Trademark Appeal Case
「セイデン」の識別力と品質表示性
本データベースは、特許庁の審決例をAIで解析・要約したものです。拒絶理由通知に対する意見書作成や、審判請求書等の作成時の参考としてお役立てください。
基本情報
| 審判番号 | 異議2005−90145(T2005−90145/J7) |
|---|---|
| 審判種別 | 異議 |
| 結論 | 敗訴(請求棄却) |
理由テキスト
1 本件商標
本件登録第4826881号商標(以下「本件商標」という。)は、「セイデン」の文字を標準文字としてなり、平成16年5月27日に登録出願、第17類「プラスチック基礎製品,ゴム」を指定商品として、同年12月17日に設定登録されたものである。
2 登録異議申立ての理由の要点
本件商標は、静電気の帯電を抑制するという意味の「制電」を単に片仮名表記したにすぎないから、指定商品中例えば「帯電防止機能を有するプラスチック板」に使用しても商品の品質を表示するに過ぎず、自他商品の識別標識としての機能を果たし得ない。また、制電性を有する商品以外の製品に使用するときは商品の品質の誤認を生じさせるおそれがある。

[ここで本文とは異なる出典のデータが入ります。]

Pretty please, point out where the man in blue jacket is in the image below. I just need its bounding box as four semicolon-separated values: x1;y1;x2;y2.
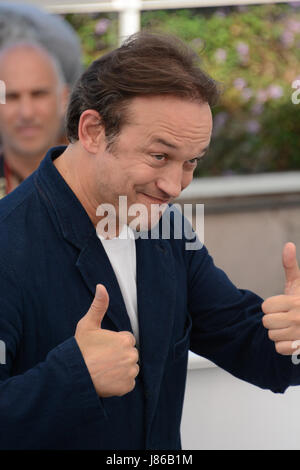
0;33;300;450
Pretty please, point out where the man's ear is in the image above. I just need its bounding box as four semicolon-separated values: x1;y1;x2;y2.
59;85;70;117
78;109;104;153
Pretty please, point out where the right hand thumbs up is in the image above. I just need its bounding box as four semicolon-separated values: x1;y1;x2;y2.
75;284;139;397
80;284;109;330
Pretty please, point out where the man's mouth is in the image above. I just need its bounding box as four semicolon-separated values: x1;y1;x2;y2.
140;193;170;204
17;126;41;137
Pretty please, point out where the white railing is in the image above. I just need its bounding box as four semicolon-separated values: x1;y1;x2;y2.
14;0;287;43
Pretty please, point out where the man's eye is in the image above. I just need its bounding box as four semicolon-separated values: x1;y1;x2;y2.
151;153;166;162
189;157;200;165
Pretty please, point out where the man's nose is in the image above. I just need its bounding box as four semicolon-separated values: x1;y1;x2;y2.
156;167;183;199
19;95;35;119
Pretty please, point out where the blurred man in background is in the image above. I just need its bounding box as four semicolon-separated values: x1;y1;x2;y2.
0;3;82;198
0;43;68;195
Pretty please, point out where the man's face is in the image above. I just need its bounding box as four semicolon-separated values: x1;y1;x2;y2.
0;46;67;157
96;96;212;228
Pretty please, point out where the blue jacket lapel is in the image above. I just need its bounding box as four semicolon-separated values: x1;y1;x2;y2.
136;239;176;440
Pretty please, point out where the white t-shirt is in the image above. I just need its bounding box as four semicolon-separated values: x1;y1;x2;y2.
98;225;139;346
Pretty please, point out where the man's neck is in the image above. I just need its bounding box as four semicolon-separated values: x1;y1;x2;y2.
2;147;44;180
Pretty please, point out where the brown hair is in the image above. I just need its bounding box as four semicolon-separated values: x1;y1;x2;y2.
66;31;220;144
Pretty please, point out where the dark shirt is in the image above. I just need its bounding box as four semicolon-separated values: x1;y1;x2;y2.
0;147;300;450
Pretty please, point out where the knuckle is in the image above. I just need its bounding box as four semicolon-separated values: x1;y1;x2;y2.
268;330;274;341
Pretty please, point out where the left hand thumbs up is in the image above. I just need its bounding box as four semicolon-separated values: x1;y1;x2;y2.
261;242;300;355
282;242;300;295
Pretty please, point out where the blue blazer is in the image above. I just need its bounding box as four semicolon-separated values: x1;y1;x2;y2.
0;147;300;450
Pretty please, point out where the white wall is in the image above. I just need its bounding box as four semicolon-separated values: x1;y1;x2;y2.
181;360;300;450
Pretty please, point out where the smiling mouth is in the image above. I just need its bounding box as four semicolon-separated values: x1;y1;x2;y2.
141;193;169;204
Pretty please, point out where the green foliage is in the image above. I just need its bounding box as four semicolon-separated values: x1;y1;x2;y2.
67;4;300;175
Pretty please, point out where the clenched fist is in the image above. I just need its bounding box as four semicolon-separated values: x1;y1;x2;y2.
262;243;300;355
75;284;139;397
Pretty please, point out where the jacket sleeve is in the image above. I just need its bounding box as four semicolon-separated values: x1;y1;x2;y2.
0;260;104;449
187;239;300;393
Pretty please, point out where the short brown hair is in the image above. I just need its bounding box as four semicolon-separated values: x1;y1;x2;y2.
66;31;220;143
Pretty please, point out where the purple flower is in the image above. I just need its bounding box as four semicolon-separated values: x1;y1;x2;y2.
215;49;227;62
245;119;260;134
236;42;249;58
268;85;283;100
95;18;110;36
233;77;247;90
241;87;253;101
251;103;264;115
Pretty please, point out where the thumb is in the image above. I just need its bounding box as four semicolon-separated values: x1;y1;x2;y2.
83;284;109;329
282;242;300;294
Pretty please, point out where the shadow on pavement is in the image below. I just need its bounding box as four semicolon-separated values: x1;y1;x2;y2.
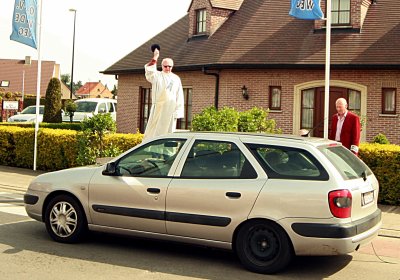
0;214;352;280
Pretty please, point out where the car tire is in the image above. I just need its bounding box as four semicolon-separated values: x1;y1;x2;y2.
235;220;293;274
44;195;87;243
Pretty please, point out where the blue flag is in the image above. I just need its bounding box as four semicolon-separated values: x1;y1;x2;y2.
10;0;37;49
289;0;324;20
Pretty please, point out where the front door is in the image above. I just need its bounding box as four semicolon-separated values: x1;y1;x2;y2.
301;87;354;137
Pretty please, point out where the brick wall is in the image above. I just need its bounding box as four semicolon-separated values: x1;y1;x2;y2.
117;69;400;144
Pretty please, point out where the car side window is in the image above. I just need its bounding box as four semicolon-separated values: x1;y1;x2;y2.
181;140;257;179
116;139;186;177
107;102;114;113
248;144;329;180
97;103;107;114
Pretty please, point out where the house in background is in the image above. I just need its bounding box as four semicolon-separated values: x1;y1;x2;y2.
60;81;77;100
103;0;400;144
0;56;60;97
75;81;113;98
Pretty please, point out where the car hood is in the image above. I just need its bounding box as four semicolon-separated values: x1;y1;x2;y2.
29;166;100;192
9;114;43;122
63;112;93;122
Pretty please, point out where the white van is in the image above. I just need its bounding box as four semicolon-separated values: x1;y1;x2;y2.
63;98;117;122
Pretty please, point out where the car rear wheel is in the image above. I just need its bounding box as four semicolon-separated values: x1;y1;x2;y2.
45;195;87;243
235;221;293;274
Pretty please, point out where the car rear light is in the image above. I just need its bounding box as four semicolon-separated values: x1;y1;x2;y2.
328;190;352;218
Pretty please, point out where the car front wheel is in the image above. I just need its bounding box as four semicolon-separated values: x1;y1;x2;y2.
235;220;293;274
45;195;87;243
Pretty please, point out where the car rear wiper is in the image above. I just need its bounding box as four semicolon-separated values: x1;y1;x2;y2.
361;170;367;181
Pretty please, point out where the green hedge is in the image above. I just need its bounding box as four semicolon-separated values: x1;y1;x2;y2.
359;143;400;205
0;126;143;171
0;122;82;131
0;126;400;205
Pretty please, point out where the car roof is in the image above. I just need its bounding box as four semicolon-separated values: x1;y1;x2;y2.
75;98;117;103
24;105;44;109
169;131;340;146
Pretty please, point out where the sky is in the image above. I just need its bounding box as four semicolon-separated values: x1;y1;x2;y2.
0;0;191;89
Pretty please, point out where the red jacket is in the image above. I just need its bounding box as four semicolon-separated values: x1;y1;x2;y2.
329;111;361;154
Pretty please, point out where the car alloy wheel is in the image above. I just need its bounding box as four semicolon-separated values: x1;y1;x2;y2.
235;220;293;273
45;195;87;243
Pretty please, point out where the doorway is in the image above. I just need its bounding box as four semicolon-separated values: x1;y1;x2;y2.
300;87;361;137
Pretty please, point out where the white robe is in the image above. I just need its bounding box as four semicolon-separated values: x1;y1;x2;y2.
143;64;185;141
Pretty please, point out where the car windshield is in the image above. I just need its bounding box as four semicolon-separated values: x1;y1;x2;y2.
21;106;44;115
319;146;372;180
76;101;97;113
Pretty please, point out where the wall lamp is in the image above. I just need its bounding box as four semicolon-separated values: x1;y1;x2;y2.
242;86;249;100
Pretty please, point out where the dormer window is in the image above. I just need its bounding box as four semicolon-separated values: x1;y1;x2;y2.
332;0;350;26
196;9;207;34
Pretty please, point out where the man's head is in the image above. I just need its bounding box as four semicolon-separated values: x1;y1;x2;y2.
161;58;174;73
336;98;347;116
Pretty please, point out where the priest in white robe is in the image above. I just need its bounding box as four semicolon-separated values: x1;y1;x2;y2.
143;49;185;141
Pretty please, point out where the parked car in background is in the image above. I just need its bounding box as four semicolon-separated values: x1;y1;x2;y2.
24;132;382;273
62;98;117;122
7;105;44;122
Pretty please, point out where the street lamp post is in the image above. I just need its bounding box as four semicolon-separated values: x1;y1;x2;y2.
69;9;76;99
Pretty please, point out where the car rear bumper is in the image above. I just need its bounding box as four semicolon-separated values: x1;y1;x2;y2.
292;209;381;238
289;209;382;256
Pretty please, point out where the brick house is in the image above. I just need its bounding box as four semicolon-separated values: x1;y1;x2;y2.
103;0;400;144
75;81;113;98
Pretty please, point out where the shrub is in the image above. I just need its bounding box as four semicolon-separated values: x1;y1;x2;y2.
77;113;121;165
372;133;390;144
359;143;400;205
192;107;281;133
65;99;78;122
43;78;62;123
238;107;281;133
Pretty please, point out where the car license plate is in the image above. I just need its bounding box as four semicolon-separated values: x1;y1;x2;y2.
362;191;374;206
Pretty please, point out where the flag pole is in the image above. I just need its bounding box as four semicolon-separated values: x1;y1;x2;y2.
33;0;42;171
324;0;332;139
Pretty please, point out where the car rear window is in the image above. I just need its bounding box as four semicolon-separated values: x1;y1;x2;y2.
247;144;329;181
319;145;372;180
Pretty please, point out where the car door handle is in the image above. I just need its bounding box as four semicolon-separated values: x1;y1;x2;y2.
225;192;242;198
147;188;161;194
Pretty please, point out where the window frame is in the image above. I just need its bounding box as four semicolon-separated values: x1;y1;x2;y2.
269;86;282;111
115;138;188;178
176;87;193;129
246;143;329;181
325;0;351;27
195;9;207;34
381;87;397;115
139;87;153;133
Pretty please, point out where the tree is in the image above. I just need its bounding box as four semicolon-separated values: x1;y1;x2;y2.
43;78;62;123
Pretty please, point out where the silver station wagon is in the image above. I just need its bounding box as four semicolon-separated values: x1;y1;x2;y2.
24;132;381;273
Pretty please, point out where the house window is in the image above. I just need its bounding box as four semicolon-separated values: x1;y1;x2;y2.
269;86;282;110
196;9;207;34
139;88;151;133
332;0;350;25
382;88;396;114
348;89;361;115
176;88;193;129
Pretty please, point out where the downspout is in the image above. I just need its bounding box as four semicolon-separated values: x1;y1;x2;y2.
202;67;219;110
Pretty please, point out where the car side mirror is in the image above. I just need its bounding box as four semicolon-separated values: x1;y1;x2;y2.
101;162;118;176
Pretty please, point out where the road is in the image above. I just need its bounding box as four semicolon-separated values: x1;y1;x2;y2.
0;187;400;280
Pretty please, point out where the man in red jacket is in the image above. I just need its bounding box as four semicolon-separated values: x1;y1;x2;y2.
329;98;361;155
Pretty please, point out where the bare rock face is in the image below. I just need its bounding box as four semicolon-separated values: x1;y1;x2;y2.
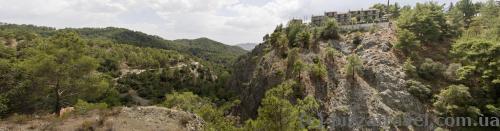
0;106;205;131
230;29;426;130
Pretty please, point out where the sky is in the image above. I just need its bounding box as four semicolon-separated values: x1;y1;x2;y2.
0;0;472;45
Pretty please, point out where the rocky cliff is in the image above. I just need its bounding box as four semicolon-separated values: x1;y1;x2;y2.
230;28;426;130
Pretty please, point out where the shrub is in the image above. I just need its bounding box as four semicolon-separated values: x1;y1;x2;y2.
396;2;448;42
443;63;462;81
352;32;363;46
312;62;328;78
74;99;108;114
0;95;9;117
321;19;340;39
345;54;363;80
394;29;420;54
406;80;432;102
161;92;210;112
403;58;417;78
418;58;444;80
433;85;480;116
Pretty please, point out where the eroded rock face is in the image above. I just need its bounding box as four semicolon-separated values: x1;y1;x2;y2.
231;29;425;130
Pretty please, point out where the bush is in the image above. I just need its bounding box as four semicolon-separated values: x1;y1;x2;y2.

したがって、本件商標は、商標法第3条第1項第3号及び同法第4条第1項第16号に該当するものである。
3 当審の判断
本件商標は、片仮名文字で「セイデン」と表してなるものであるところ、「セイデン」(せいでん)の音に適合する既成の語は、「井田」「世伝」「正伝」「正殿」「星伝」「聖殿」「静電」であるが、「制電」の語は見当たらない(1998年11月11日第五版、株式会社岩波書店発行、「広辞苑」参照)。
そして、提出に係る甲各号証には、「制電」「制電性能」(甲第2号証)、「制電プレート」(同第2及び3号証)「制電・帯電防止板」(同第4号証)、「制電性」(同第5ないし7号証)、「制電手袋」(同第8号証)、「制電ゴム」(同第9号証)の表示や記載が認められる。しかし、本願商標は、「セイデン」であって、この表示ないし記載は見いだせない。
他に、「セイデン」の文字が、本件商標の指定商品について、商品の品質等を表示するものとして取引上普通に使用されていると認め得る証左はない。
してみると、本件商標は、指定商品との関係において、特定の意味合いをもって認識されることのない一種の造語として把握されるものというのが相当である。
したがって、本件商標は、商品の品質を表示するものとはいえず、その指定商品に使用しても、自他商品の識別標識として機能を果たし得るものというべきであるから、商標法第3条第1項第3号に該当しない。
また、前記のとおり、特定の商品の品質を表示するものとは認められないから、指定商品に使用しても、商品の品質について誤認を生じさせるおそれがあるものともいえない。したがって、本件商標は、商標法第4条第1項第16号に該当しない。
以上のとおり、本件商標は商標法第3条第1項第3号及び同法第4条第1項第16号に違反して登録されたものではないから、その登録は維持すべきものである。
よって、同法第43条の3第4項の規定に基づき、結論のとおり決定する。